Engineering researchers pave the way for more efficient radio spectrum sharing
BLACKSBURG — Television, radio, and wireless signals ride on a cluster of frequencies in the radio band of the electromagnetic spectrum, and the band is increasingly crowded.
The Federal Communications Commission is opening up bands of spectrum that were previously restricted to a few priority users, including the military.
Virginia Tech College of Engineering professor Jung-Min “Jerry” Park is leading a $730,000 National Science Foundation grant to find ways to make this transition as smooth as possible.
Imagine the military and the other priority users as dedicated swimmers in the lap lanes of a swimming pool, and the FCC just declared a free swim. Freeing up the spectrum will lead to innovation and new economic opportunities, but the influx of newcomers poses risks to the incumbent users such as dropped calls, degraded signals, radio jamming, and even piracy.
The FCC’s plans to provide incumbent users with a wide, insulating boundary, often called an exclusion zone, separating them from new users. In this type of environment, incumbent users have first dibs on the spectrum, and the secondary users can access what’s left over.
But the schema for divvying up the spectrum produces boundaries that are static and too large, squandering the spectrum’s potential to the tune of billions of dollars, according to some estimates.
The Virginia Tech project, called “Dynamic exclusion zones: Balancing incumbent protection and spectrum utilization efficiency,” is a collaboration with William Lehr from the Massachusetts Institute of Technology.
Park, of the Bradley Department of Electrical and Computer Engineering, and his collaborators intend to develop a new strategy supporting blueprints for flexible exclusion zones, or an adjustable boundary, that can respond dynamically to the incumbent protection requirements and the interference environment. In this way, incumbent users will still have safe, clear access to their frequencies, but secondary users will be able to make efficient use of the spectrum when it’s free.
“Our goal is to develop new frameworks for supporting dynamic exclusion zones that will enable much finer-grained, dynamic management of spectrum,” said Park. “The proposed framework expands opportunities for secondary users to coexist with incumbent users without causing harmful interference.”

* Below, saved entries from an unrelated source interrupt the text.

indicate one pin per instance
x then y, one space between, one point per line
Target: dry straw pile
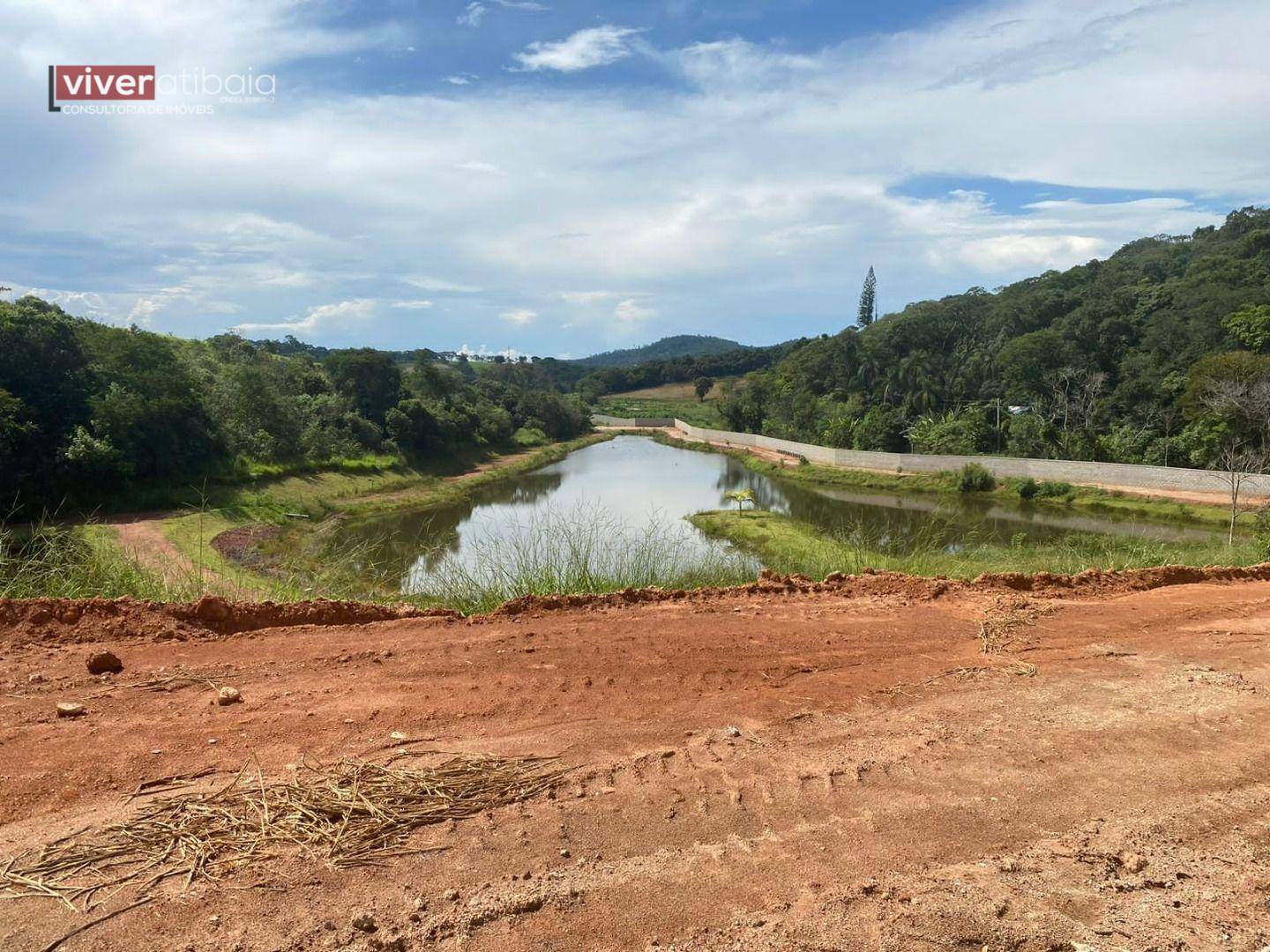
354 813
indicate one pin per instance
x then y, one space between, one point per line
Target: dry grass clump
1000 628
354 813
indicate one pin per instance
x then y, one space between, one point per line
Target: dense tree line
663 349
90 412
652 374
1116 360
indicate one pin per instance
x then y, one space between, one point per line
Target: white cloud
473 16
144 310
1019 251
439 286
631 311
596 46
756 188
324 317
587 297
475 13
488 167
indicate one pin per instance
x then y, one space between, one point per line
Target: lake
629 484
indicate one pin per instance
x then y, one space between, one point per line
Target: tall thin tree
868 300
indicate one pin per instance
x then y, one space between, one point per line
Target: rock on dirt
228 695
1133 862
104 663
211 608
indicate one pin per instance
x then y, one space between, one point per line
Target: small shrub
1053 490
975 479
530 437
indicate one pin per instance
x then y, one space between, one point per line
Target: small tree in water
869 300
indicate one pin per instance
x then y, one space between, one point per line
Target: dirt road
779 770
1217 496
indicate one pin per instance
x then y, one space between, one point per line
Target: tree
369 378
1236 464
1250 325
868 300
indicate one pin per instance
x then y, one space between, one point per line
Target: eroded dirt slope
767 770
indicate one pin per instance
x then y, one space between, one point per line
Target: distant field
698 414
669 391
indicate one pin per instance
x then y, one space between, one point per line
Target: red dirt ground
781 767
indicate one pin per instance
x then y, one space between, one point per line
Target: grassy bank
86 560
790 546
687 407
1064 495
49 560
583 551
303 562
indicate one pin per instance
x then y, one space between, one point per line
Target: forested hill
1114 360
663 349
100 415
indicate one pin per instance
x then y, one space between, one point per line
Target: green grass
788 546
49 560
690 410
306 562
579 553
1086 498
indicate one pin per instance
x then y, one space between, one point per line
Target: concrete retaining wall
601 420
1140 478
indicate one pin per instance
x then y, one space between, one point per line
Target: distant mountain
663 349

The proposed models will account for terrain and other real-world environmental factors that might cause interference. The frameworks will also incorporate the economic challenges and incentives of managing shared spectrum access. By tailoring the boundaries of protection to the incumbent protection requirements and the needs of the secondary users, frameworks open up wide swaths of unused spectrum for new users, allowing for a safe and efficient use of a shared and finite resource.
Park is the director of the Laboratory for Advanced Research in Information Assurance and Security. The labs concentration is solving challenging problems in wireless networks and cyber security, with a particular focus on cognitive radio networks, related technologies for spectrum sharing, and their security implications.

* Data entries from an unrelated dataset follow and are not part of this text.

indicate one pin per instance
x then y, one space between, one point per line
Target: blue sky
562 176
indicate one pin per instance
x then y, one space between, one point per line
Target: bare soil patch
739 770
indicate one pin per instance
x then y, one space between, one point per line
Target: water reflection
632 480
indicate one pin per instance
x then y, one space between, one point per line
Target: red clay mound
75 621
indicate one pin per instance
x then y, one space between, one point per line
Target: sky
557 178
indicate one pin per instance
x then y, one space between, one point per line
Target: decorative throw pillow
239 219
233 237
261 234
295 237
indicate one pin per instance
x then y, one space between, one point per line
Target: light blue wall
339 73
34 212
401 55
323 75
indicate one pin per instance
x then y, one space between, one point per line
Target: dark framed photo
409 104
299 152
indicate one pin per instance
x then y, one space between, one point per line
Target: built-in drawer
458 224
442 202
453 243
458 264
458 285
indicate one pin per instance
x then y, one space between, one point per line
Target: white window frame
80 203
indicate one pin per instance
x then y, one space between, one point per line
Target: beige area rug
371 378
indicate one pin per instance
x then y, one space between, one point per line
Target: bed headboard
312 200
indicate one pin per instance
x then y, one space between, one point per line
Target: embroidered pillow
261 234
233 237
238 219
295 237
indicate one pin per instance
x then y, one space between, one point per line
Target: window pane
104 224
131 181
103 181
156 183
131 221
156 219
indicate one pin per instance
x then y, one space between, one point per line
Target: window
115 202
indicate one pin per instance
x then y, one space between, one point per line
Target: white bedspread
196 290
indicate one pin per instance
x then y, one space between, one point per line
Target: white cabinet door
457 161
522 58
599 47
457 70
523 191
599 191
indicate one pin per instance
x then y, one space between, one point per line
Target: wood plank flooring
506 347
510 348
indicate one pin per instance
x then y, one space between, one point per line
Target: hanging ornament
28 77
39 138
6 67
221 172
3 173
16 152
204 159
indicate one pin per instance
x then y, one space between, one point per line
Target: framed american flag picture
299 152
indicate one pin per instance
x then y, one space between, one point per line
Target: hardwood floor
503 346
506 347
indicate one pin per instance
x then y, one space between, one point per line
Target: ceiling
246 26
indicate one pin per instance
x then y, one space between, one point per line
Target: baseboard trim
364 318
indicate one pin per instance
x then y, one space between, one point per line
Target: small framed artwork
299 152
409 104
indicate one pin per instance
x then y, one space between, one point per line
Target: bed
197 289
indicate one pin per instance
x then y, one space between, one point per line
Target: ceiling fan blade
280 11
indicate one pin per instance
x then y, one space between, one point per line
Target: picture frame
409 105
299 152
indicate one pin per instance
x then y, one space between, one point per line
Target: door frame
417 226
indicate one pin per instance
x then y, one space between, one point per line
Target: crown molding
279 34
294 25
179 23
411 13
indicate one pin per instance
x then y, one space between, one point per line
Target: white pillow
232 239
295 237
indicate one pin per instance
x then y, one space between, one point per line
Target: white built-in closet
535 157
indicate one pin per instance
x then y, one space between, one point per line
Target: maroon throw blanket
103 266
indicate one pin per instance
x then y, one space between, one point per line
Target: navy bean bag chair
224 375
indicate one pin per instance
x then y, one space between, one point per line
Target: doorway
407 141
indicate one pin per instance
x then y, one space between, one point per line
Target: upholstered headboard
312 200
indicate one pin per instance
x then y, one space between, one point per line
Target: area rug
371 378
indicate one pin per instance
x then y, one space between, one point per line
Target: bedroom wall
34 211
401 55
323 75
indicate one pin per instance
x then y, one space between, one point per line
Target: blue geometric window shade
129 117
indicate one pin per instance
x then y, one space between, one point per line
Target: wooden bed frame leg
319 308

Dedicated to its motto, Ut Prosim (That I May Serve), Virginia Tech takes a hands-on, engaging approach to education, preparing scholars to be leaders in their fields and communities. As the commonwealth’s most comprehensive university and its leading research institution, Virginia Tech offers 240 undergraduate and graduate degree programs to more than 31,000 students and manages a research portfolio of $513 million. The university fulfills its land-grant mission of transforming knowledge to practice through technological leadership and by fueling economic growth and job creation locally, regionally, and across Virginia.